= Burt Lancaster: An American Life =

Burt Lancaster: An American Life is a 2000 non-fiction book by Kate Buford, published by Alfred A. Knopf, about Burt Lancaster.

Molly Haskell of The New York Times wrote that the book shows that, in regards to Lancaster, there was "more to him than met the eye."

According to Publishers Weekly, a "central theme" involved Lancaster's advocacy for leftist politics, which involved him with the House Un-American Activities Committee.

==Background==
Kate Buford worked as a commentator for National Public Radio.

Buford saw films starring Lancaster in her childhood and re-centered focus on him after seeing Atlantic City in 1981. Her interest was piqued by how, despite being a senior citizen, he had kept himself in relatively good shape. She learned that there had been no in-depth critical study books about Lancaster and decided to write one.

She did research for five years, consulting 200 works, including books and individual articles. The back cover has an image of Lancaster without clothing that she saw at the Museum of Modern Art; she received permission to use the photograph from the family of Lancaster, and she selected it a she felt it was thematically relevant to her book. Citing a need for privacy, the children of Lancaster did not collaborate in making the book. Therefore, they did not provide any interviews. The author did not interview Lancaster, who died in 1994.

In regards to the author's view of the actor, she stated "I couldn't decide from one moment to the next whether I liked him or not and, in the end, I think that's a pretty realistic way of looking at him."

==Content==

Beitiks stated that the way the author wrote about Lancaster showed him as having, in Beitiks' words, "a mean streak, ill-tempered tirades on the set and a Sinatralike demand for loyalty."

One review states that Buford's book revealed "the private Lancaster."

==Reception==
Mick LaSalle of the San Francisco Chronicle stated that the book sold very well and that the book reviews were "glowing". Jay Jennings, in The New York Times, described the book as "highly praised".

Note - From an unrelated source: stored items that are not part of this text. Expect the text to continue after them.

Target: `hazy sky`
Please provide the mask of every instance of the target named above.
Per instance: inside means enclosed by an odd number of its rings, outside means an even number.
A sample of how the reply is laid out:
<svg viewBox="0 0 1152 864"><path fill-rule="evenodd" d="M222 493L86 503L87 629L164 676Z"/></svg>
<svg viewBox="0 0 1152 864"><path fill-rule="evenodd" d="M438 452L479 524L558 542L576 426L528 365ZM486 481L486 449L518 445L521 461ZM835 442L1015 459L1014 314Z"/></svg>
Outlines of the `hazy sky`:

Publishers Weekly gave the book a starred review and that it is "well-researched and engaging".

Edvins Beitiks of the San Francisco Chronicle stated that the book is "engaging" and "a fascinating, no-nonsense read" despite the lack of primary source interviewing. Beitiks acknowledged that the author could not fully decide her view of the actor, though Beitiks felt that "it leaves too many questions behind."

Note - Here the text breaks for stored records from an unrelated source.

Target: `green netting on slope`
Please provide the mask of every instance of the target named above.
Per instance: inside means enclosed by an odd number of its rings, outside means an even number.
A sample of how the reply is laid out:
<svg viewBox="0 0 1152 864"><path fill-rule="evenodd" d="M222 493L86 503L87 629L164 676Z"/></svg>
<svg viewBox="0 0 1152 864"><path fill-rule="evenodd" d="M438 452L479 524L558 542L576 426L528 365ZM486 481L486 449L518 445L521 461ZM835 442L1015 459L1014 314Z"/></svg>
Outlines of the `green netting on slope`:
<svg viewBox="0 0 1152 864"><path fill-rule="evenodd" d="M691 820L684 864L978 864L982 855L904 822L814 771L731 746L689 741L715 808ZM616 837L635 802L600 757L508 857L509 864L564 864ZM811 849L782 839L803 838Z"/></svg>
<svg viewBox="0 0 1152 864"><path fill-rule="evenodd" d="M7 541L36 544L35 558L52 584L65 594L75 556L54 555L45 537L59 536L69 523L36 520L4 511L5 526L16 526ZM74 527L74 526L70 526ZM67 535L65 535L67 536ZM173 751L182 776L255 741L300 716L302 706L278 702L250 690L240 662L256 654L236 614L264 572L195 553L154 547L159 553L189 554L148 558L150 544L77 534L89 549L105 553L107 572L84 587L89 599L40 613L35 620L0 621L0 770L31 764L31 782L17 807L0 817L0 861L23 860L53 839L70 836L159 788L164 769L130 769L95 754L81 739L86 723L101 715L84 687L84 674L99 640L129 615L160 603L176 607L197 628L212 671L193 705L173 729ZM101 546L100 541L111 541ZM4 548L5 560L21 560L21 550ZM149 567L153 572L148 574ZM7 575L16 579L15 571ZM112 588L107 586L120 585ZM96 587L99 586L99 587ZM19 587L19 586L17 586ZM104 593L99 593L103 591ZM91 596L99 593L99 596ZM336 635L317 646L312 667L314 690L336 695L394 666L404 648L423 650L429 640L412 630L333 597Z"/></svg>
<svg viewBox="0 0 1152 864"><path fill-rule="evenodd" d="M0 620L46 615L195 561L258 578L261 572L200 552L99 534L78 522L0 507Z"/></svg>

Todd McCarthy of Variety described the book as "superb".

Sienna Powers of January Magazine described the book as "well-rendered ".

Bob Reising of the University of Central Arkansas stated that the book showed that the author became "one of the nation's premier biographers." He concluded the book "is an enlightening biography."

Robert Bell of the Austin Chronicle ultimately did not recommend the book because he felt the book does not make a conclusion on what Lancaster's personality was like, though he stated some portions of the book were "potentially fascinating", and he stated that the contents discussing Lancaster's acting were the "keenest insights".